As part of a revised offer, Ackman agreed to taking only Valeant stock for Pershing's 9.7% holding of Allergan shares, in addition to a lower price in the cash and stock deal. That offer meant Pershing Square wouldn't receive a dime of cash for a significant time after the prospective deal closes.
Pershing also wouldn't benefit from Allergan's rising takeover price if a sweepstakes emerged.

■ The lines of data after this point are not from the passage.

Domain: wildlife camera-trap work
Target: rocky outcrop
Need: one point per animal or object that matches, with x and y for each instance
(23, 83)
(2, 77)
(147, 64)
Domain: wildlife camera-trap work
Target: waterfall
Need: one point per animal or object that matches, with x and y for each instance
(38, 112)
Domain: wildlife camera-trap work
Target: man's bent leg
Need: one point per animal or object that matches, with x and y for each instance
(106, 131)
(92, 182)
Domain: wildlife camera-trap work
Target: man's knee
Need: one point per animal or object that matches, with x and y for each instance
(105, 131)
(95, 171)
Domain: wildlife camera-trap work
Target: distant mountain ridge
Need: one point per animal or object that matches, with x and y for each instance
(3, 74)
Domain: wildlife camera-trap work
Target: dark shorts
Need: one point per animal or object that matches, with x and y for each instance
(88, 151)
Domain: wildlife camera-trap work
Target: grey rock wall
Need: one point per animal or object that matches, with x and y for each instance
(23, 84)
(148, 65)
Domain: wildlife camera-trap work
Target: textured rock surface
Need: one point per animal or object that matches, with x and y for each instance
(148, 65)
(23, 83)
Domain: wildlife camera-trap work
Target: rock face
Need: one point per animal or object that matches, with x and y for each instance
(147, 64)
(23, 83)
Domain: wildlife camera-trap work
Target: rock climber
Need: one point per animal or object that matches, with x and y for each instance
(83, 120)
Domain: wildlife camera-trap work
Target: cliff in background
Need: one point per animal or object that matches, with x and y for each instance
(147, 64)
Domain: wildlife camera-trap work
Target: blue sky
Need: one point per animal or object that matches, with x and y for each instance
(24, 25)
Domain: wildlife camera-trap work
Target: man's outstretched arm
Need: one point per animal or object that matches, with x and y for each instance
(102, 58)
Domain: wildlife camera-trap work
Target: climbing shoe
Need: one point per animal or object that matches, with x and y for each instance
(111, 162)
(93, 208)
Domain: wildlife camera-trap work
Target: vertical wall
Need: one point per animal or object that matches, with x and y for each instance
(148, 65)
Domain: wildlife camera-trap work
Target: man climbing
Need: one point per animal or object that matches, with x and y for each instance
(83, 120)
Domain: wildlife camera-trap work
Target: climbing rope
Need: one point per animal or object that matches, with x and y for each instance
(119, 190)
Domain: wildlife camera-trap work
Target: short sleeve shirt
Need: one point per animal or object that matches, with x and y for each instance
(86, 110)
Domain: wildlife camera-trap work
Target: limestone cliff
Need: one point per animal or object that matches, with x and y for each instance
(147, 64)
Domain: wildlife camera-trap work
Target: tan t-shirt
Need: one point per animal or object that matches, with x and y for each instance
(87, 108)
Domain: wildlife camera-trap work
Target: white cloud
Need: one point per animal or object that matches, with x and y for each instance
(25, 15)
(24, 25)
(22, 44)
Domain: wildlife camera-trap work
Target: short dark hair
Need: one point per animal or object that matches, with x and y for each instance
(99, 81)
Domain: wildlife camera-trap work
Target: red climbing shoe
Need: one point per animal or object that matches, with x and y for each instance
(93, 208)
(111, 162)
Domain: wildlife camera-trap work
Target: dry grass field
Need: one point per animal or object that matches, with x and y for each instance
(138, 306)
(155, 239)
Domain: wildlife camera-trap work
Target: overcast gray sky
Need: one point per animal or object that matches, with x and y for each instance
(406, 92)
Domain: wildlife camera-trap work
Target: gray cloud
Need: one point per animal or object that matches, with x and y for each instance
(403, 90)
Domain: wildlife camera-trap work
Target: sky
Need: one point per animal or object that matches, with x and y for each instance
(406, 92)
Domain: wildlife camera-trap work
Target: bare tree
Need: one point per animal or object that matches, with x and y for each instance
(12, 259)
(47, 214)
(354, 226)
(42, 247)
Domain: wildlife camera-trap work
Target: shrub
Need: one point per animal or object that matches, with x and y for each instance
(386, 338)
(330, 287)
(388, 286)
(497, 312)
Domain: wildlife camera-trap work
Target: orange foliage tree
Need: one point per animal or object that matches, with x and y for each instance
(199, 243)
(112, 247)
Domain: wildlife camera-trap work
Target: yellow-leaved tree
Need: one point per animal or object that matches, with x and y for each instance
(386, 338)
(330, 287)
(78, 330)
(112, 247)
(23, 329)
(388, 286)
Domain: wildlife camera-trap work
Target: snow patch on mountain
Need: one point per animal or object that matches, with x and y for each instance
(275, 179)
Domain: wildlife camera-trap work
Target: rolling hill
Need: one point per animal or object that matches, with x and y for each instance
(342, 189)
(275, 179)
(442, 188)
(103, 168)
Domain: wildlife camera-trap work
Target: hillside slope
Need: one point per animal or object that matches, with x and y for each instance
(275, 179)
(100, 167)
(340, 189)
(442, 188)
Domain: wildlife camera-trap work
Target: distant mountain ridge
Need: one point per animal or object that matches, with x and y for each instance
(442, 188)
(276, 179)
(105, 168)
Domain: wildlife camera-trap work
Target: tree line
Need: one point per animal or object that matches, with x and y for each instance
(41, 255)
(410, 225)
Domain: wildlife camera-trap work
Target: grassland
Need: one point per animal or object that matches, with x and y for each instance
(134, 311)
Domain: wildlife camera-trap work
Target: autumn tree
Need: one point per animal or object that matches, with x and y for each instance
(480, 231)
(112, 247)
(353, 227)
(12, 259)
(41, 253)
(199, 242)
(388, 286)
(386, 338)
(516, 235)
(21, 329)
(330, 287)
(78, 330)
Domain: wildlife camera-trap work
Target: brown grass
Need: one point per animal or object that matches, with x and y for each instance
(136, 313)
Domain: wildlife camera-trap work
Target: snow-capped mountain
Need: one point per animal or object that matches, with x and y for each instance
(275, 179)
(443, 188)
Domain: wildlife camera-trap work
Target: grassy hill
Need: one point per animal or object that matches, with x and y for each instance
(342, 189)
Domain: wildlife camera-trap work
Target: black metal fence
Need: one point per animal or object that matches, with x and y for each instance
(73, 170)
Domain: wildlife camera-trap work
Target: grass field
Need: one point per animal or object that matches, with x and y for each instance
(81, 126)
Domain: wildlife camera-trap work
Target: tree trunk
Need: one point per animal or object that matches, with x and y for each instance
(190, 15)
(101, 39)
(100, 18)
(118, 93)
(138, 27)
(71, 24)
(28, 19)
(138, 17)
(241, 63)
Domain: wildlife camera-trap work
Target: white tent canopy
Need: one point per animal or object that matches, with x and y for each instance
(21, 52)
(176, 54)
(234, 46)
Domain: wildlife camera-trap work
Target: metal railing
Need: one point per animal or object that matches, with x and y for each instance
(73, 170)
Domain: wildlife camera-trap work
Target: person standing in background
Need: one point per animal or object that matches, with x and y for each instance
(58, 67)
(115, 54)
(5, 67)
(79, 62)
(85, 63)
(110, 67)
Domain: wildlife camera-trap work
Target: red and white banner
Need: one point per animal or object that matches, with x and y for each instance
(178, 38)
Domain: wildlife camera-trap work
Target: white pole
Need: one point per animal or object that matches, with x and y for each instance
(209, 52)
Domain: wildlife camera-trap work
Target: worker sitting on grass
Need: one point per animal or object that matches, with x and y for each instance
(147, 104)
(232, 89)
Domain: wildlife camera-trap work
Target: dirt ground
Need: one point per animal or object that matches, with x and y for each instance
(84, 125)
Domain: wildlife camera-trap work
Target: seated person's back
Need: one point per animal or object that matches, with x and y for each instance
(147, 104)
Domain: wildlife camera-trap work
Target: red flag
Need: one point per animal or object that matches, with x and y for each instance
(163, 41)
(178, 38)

Were a deal to close under the terms of Ackman and Valeant's latest offer, Allergan shareholders would receive $179.25 a share in cash and stock, with $72 a share of the consideration coming in cash and the rest in Valeant stock. Ackman, by contrast, would only receive $158.50 for his Allergan shares and all in stock.
A Line in the Sand?
Perhaps now that Allergan's board has formally rejected what appeared to be Ackman and Valeant's best offer, it will be time for investors to decide whom to support.
Ackman has made no secret he is willing to take his offer directly to Allergan shareholders and the company's strong stock gains in 2014 present tangible proof that there is value in it. Allergan, by contrast, appears confident that investors are on the company's side and won't be enticed by Ackman and Valeant's cash and stock deal.
Analysts at Buckingham Research Group said in a Tuesday report Allergan could look to M&A or share repurchases to support its stock price and provide a real alternative to Valeant's offer. Similarly, Wells Fargo analysts pointed to Allergan's forthcoming guidance on a second quarter earnings and insight into the value of assets in the company's DARPin pipeline call as a possible positive for the company's shares.
What is clear is that after multiple bids, hour-long conference calls and a flurry of press on both sides of a deal, this takeover effort is just heating up.